Перечисленные выше графические техники в свое время не без основания связывались с представлением о «еврейском стиле» в искусстве. Однако можно с уверенностью сказать, что Ингер в своих иллюстрациях не отказался (да и не мог отказаться) от специфически национальных средств выражения. Сама избранная им позиция ребенка, взирающего на «большой мир», способствовала созданию атмосферы фантастичности и гротеска, и возникающие здесь спонтанные совпадения с приемама Шагала, разумеется, не случайны (например, листа «Продают шкаф» (собств. художника) со знаменитым эскизом «Война дворцам»); эта же позиция является предпосылкой того иронического эффекта, который столь напоминает интонацию самой прозы Шолом-Алейхема. Более тонкий аспект этой проблемы заключен в том, как мыслится и воплощается графический «рассказ». Ребенок — Alter Ego художника- выбирает для своего рисунка отдельные «крупные» в его восприятии фигуры и эпизоды — художник придает этим мотивам отточенную форму, обладающую своего рода идеографической символичностью, которая свойственна еврейскому способу мыслить изображение, начиная от надгробных рельефов, вплоть до искусства крупных его представителей начала XX века.

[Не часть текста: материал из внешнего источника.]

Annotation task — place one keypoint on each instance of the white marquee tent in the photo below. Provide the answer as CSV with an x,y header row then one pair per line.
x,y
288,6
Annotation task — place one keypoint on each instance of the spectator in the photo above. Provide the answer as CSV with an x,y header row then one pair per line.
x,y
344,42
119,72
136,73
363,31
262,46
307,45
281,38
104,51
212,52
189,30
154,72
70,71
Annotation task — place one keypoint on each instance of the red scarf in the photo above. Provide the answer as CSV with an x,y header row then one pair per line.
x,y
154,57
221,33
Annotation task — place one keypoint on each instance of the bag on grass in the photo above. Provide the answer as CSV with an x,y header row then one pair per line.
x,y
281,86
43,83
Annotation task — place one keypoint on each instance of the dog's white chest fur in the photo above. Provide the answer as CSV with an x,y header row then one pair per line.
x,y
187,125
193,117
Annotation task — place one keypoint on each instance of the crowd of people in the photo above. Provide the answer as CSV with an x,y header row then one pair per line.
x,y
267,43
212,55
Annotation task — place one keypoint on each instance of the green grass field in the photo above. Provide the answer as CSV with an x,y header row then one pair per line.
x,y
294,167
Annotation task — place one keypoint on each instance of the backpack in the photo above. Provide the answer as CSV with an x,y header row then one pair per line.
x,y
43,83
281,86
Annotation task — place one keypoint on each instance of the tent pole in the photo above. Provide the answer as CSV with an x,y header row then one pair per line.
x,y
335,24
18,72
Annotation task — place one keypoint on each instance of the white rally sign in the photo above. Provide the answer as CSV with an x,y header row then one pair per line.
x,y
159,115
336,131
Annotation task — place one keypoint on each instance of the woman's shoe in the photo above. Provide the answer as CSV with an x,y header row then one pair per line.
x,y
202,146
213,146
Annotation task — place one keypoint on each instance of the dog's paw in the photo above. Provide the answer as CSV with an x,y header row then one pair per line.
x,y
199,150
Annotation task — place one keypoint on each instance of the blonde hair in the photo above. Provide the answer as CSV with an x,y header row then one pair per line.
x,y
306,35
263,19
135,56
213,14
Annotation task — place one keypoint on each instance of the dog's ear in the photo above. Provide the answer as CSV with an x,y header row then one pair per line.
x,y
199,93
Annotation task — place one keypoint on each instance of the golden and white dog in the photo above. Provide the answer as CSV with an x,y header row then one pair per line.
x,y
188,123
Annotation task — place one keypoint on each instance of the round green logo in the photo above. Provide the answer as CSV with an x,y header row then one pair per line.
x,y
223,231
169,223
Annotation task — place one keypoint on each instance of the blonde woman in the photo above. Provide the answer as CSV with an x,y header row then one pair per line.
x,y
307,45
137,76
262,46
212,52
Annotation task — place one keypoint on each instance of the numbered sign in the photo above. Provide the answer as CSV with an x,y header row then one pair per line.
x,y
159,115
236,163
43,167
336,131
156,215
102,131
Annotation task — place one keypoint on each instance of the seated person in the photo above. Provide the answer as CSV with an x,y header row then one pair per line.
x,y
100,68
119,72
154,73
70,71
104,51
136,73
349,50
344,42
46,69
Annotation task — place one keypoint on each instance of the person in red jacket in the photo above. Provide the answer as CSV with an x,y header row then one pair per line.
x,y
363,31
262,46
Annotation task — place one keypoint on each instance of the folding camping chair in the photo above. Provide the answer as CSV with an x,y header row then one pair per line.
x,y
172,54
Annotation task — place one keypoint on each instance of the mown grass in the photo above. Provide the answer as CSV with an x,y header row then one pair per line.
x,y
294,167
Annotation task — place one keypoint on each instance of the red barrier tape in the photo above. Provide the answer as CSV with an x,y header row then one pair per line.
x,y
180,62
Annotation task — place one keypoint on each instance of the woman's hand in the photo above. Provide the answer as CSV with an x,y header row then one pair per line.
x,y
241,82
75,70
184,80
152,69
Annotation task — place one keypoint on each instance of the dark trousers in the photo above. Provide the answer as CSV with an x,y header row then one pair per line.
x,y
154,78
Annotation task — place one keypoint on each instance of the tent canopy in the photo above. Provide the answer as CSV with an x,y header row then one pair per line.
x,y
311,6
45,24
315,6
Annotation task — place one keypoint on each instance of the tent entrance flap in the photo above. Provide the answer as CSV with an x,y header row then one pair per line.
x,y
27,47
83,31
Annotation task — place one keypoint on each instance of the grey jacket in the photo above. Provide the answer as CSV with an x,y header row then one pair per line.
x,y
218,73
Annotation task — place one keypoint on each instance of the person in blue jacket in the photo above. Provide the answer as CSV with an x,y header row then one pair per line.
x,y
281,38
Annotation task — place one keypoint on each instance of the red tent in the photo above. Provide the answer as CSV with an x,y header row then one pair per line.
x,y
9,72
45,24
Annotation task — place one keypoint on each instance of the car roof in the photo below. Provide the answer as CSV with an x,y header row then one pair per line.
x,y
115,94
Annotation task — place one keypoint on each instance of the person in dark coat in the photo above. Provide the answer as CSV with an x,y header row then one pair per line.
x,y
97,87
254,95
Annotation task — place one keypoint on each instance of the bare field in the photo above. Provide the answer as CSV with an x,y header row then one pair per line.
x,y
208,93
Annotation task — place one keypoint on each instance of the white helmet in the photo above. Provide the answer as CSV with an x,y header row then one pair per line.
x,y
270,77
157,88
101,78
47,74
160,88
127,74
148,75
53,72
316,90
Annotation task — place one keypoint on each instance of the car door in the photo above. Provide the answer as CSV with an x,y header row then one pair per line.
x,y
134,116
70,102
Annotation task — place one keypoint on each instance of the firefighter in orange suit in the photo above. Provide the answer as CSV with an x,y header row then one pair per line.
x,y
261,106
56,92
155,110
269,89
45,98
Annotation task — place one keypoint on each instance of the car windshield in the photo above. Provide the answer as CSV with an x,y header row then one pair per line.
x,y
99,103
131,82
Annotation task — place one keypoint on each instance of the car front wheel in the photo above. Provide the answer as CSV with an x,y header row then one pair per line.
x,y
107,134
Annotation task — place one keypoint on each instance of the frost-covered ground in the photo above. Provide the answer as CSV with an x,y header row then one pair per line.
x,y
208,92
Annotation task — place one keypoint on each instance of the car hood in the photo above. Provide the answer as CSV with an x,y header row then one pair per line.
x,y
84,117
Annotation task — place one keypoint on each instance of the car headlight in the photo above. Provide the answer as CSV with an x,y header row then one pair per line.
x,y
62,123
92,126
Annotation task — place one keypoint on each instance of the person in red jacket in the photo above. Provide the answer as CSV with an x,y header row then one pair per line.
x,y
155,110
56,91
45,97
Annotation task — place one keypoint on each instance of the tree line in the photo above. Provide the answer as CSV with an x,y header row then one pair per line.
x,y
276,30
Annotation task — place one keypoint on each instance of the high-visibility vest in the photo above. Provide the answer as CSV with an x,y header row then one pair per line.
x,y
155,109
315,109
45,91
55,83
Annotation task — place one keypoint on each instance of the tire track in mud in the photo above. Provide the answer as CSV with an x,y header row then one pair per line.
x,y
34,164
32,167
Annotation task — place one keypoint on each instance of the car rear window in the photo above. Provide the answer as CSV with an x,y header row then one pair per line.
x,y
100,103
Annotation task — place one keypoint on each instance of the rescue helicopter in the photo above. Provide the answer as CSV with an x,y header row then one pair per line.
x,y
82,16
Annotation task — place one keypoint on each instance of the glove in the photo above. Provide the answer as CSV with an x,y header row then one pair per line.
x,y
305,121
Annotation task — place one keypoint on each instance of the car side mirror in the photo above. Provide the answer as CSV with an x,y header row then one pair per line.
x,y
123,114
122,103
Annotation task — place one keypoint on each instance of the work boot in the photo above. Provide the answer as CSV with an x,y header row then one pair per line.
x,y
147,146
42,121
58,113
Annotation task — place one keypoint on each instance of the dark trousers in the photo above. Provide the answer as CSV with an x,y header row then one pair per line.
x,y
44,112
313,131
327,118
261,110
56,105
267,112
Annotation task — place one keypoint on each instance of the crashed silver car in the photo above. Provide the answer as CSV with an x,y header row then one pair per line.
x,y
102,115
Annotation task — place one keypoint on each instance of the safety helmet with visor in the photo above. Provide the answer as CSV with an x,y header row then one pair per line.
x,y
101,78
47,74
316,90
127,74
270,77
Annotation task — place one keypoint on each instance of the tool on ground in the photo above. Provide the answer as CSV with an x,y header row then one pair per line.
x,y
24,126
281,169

Как бы то ни было, рисунки Ингера заставляют задуматься о многом. Забавные сценки, удивительно точно раскрывающие перед нами мир Шолом-Алейхема — чего же проще? Но надо помнить, что это—не внешняя удача, а плод глубокого внутреннего соответствия. Выросший в одном из центров хасидизма, художник в себе самом еще несет народный еврейский дух чистой, почти детской радости бытия, которым пронизана книга о Мотле. Он же — последний осколок еврейской художественной интеллигенции, которая, выполняя заветы деятелей национальной культуры начала века, посвятила себя тому, чтобы народная культура нашла свое выражение в профессиональном творчестве.
Необходимо со всей внимательностью вглядеться в работы Ингера, постараться увидеть заключенное в них духовное наследство. Шолом- лейхема уже нет. Есть Ингер.